The former Aetna president, who joined CVS in 2018 through its acquisition of the insurer, struck many as perfectly suited for the moment. Throughout her career at Cigna, Magellan Health Services, and Aetna, Lynch made a name for herself as someone capable of both wrangling complicated projects (she ran the Aetna-CVS integration) and handling crises (she led CVS’s early response to COVID-19). Now, four months into the job, she has overseen 20 million of the total 274 million vaccinations administered in the U.S. 

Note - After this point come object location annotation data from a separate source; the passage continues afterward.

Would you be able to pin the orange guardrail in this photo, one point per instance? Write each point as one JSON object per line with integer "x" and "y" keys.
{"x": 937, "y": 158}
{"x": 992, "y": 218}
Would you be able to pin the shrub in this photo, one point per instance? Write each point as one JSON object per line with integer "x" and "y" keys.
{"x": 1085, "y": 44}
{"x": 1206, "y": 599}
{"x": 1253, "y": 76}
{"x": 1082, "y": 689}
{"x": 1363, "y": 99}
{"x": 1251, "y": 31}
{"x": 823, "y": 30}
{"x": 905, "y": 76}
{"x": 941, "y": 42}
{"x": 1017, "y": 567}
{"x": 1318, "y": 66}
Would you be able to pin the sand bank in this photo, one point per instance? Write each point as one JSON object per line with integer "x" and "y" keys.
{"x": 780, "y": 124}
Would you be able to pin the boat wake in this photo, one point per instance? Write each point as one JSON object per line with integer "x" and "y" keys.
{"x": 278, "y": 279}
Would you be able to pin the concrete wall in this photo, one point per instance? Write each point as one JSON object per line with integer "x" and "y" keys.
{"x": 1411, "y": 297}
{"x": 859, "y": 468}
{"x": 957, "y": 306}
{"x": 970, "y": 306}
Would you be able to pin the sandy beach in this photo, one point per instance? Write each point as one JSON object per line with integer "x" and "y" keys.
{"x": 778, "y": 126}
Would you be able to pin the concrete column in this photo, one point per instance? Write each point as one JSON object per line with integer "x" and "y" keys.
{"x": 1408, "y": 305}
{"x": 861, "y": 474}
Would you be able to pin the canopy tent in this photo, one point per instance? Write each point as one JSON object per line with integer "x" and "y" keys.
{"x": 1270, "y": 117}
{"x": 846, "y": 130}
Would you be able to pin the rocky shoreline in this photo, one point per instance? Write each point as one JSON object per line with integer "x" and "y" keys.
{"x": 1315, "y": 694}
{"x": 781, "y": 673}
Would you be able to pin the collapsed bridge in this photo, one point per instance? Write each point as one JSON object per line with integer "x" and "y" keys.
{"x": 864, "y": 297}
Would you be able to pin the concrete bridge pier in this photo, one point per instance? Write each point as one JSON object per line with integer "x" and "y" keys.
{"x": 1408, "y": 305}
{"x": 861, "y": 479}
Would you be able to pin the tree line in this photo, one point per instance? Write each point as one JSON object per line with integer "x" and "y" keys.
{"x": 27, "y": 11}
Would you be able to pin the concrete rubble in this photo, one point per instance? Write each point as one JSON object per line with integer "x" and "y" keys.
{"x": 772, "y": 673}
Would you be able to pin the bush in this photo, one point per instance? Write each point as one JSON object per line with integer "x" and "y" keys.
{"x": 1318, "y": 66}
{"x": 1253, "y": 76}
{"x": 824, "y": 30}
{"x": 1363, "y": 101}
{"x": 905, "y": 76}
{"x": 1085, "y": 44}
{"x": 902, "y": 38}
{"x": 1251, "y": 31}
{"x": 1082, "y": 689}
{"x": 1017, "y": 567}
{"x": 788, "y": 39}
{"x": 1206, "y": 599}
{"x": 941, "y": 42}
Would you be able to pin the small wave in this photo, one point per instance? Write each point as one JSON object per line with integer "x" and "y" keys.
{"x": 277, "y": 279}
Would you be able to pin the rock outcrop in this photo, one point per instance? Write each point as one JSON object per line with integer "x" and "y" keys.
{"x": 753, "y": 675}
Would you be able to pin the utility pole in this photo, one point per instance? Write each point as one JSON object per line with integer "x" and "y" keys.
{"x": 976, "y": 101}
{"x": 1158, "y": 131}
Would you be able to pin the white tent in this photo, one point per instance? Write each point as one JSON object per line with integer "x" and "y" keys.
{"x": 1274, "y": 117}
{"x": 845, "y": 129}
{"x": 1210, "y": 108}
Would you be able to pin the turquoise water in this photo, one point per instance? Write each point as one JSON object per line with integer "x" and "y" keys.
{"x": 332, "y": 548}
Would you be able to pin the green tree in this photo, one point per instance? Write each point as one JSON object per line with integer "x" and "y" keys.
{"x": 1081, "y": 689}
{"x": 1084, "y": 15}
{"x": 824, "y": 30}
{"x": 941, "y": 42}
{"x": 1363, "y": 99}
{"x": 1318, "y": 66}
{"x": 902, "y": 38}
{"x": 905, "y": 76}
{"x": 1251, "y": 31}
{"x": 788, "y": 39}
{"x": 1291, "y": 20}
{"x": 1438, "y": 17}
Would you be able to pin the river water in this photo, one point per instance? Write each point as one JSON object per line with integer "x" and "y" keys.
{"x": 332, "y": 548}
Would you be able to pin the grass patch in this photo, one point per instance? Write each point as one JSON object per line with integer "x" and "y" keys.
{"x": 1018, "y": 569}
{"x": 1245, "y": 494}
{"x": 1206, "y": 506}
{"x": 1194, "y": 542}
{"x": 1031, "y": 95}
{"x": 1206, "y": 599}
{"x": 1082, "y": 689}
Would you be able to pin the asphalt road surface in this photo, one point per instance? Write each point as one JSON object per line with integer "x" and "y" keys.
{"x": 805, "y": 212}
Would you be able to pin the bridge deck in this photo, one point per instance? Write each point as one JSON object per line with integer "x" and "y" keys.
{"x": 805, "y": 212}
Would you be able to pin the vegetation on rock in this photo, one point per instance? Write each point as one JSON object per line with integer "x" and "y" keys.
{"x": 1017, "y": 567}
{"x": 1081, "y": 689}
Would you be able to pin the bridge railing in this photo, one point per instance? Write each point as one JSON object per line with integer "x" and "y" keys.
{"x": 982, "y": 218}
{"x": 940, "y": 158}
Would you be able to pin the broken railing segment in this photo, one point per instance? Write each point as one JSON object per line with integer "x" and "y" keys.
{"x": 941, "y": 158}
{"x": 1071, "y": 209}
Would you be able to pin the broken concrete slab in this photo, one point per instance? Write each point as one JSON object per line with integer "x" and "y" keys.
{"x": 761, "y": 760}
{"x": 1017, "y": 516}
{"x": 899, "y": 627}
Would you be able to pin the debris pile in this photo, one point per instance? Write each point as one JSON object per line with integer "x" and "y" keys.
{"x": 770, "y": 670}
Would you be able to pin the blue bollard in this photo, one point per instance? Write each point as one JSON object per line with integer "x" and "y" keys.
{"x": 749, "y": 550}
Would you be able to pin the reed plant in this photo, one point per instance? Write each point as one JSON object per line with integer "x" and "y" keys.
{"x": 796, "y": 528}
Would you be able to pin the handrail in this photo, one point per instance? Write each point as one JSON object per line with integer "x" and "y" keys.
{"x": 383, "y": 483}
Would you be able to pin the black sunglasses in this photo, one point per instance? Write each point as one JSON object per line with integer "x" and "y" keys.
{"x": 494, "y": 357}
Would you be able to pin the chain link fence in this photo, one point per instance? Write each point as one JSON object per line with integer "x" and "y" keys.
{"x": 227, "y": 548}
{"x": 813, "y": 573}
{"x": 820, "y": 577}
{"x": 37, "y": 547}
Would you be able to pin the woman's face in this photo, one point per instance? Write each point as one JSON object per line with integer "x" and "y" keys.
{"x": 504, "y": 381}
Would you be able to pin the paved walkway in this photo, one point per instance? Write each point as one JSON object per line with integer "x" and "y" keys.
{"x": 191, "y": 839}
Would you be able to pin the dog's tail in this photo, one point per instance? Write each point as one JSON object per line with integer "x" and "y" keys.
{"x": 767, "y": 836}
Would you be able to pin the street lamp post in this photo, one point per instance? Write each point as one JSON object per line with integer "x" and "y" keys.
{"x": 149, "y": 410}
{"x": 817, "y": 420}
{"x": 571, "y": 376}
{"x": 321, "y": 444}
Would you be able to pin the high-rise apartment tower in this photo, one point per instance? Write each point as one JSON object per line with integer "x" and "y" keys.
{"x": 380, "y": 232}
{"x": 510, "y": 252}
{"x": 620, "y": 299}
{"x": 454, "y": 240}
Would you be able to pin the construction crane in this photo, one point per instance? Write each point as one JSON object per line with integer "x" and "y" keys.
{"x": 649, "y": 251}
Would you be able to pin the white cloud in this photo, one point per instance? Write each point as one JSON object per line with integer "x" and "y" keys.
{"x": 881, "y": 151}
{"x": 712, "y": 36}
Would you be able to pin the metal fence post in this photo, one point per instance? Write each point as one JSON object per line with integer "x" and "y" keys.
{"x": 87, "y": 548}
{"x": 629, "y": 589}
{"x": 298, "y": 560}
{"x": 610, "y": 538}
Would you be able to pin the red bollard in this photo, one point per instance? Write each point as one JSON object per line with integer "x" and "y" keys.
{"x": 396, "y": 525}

It’s an unprecedented job for an unprecedented leader. In running the No. 4 company on this year’s Fortune 500 list, Lynch makes a bit of history of her own. CVS is the highest-ranking company ever to be led by a female chief executive in the 67-year history of the list. 

Fighting the pandemic has also helped Lynch move the company closer to the ambitious goal set by her predecessor, Larry Merlo: transform CVS from drugstore chain to health care titan. Nine percent of first-time customers who came to CVS for a COVID test also filled a new prescription. “Vaccines and testing have put CVS on the map to be a health destination,” says Lynch. The revenue doesn’t hurt either. While CVS declined to disclose how much money it has made administering vaccines, the government recently raised its reimbursement rate from $28 to $40 per dose. 

Lynch is also looking ahead to the post-COVID future. In 2022, the company will debut its first co-branded Aetna/CVS insurance product, hoping to woo the market of some 15 million who buy coverage on the Affordable Care Act exchanges. “CVS is a trusted brand,” Lynch says of the decision to carry the name into the insurance realm. “We’ve made it more trusted with the work we did on testing and vaccines.” 

This article appears in the June/July 2021 issue of Fortune with the headline, “Vaccine queen.”